Излишне говорить, что тоньше всех владеют двоемыслием те, кто изобрел двоемыслие и понимает его как грандиозную систему умственного надувательства. В нашем обществе те, кто лучше всех осведомлен о происходящем, меньше всех способны увидеть мир таким, каков он есть. В общем, чем больше понимания, тем сильнее иллюзии: чем умнее, тем безумнее.

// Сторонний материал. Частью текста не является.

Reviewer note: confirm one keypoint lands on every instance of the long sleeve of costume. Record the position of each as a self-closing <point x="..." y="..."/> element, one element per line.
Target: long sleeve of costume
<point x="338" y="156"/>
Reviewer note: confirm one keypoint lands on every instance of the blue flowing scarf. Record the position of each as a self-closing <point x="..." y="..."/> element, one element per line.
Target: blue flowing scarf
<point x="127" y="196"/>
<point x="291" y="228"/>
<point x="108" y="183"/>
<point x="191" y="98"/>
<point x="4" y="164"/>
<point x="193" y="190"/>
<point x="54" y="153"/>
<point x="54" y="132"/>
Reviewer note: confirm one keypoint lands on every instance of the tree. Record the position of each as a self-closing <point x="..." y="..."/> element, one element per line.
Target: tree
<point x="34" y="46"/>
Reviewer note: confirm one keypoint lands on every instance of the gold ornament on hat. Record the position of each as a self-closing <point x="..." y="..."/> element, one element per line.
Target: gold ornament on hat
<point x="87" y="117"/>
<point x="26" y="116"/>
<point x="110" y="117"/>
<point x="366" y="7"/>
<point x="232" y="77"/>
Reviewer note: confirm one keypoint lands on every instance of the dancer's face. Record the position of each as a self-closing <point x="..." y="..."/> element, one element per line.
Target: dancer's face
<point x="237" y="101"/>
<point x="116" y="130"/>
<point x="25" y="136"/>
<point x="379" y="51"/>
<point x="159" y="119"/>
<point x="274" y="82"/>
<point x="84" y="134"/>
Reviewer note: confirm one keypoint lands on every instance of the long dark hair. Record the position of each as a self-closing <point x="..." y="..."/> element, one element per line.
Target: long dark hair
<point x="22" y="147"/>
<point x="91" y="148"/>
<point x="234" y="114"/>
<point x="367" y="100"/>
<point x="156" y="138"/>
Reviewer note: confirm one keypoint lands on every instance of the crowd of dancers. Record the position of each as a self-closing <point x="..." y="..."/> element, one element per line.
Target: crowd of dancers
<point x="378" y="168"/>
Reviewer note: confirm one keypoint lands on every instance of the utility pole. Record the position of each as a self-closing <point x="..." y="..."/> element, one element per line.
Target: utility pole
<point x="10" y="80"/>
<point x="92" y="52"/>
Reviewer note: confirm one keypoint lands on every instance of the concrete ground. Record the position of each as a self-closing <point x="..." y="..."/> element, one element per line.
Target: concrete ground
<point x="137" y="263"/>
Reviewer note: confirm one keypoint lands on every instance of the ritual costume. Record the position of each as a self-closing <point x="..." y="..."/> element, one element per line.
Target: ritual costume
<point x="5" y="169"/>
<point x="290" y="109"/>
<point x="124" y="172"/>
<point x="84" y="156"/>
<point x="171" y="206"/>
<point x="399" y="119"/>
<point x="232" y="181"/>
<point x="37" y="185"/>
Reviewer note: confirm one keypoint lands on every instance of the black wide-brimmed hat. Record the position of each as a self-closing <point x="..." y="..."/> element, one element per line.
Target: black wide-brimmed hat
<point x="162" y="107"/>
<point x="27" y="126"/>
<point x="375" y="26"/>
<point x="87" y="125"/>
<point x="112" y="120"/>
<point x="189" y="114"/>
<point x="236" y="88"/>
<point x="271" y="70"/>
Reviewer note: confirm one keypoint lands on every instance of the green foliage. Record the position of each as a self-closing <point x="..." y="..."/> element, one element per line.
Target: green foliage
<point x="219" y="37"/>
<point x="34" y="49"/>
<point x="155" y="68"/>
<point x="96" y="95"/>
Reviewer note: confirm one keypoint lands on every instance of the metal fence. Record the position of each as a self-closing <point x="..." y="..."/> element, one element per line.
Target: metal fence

Все верования, обычаи, вкусы, чувства, взгляды, свойственные нашему времени, на самом деле служат тому, чтобы поддержать таинственный ореол вокруг партии и скрыть подлинную природу нынешнего общества. Ни физический бунт, ни даже первые шаги к бунту сейчас невозможны. Пролетариев бояться нечего. Предоставленные самим себе, они из поколения в поколение, из века в век будут все так же работать, плодиться и умирать, не только не покушаясь на бунт, но даже не представляя себе, что жизнь может быть другой. Опасными они могут стать только в том случае, если прогресс техники потребует, чтобы им давали лучшее образование; но, поскольку военное и коммерческое соперничество уже не играет роли, уровень народного образования фактически снижается. Каких взглядов придерживаются массы и каких не придерживаются – безразлично. Им можно предоставить интеллектуальную свободу, потому что интеллекта у них нет. У партийца же, напротив, малейшее отклонение во взглядах, даже по самому маловажному вопросу, считается нетерпимым.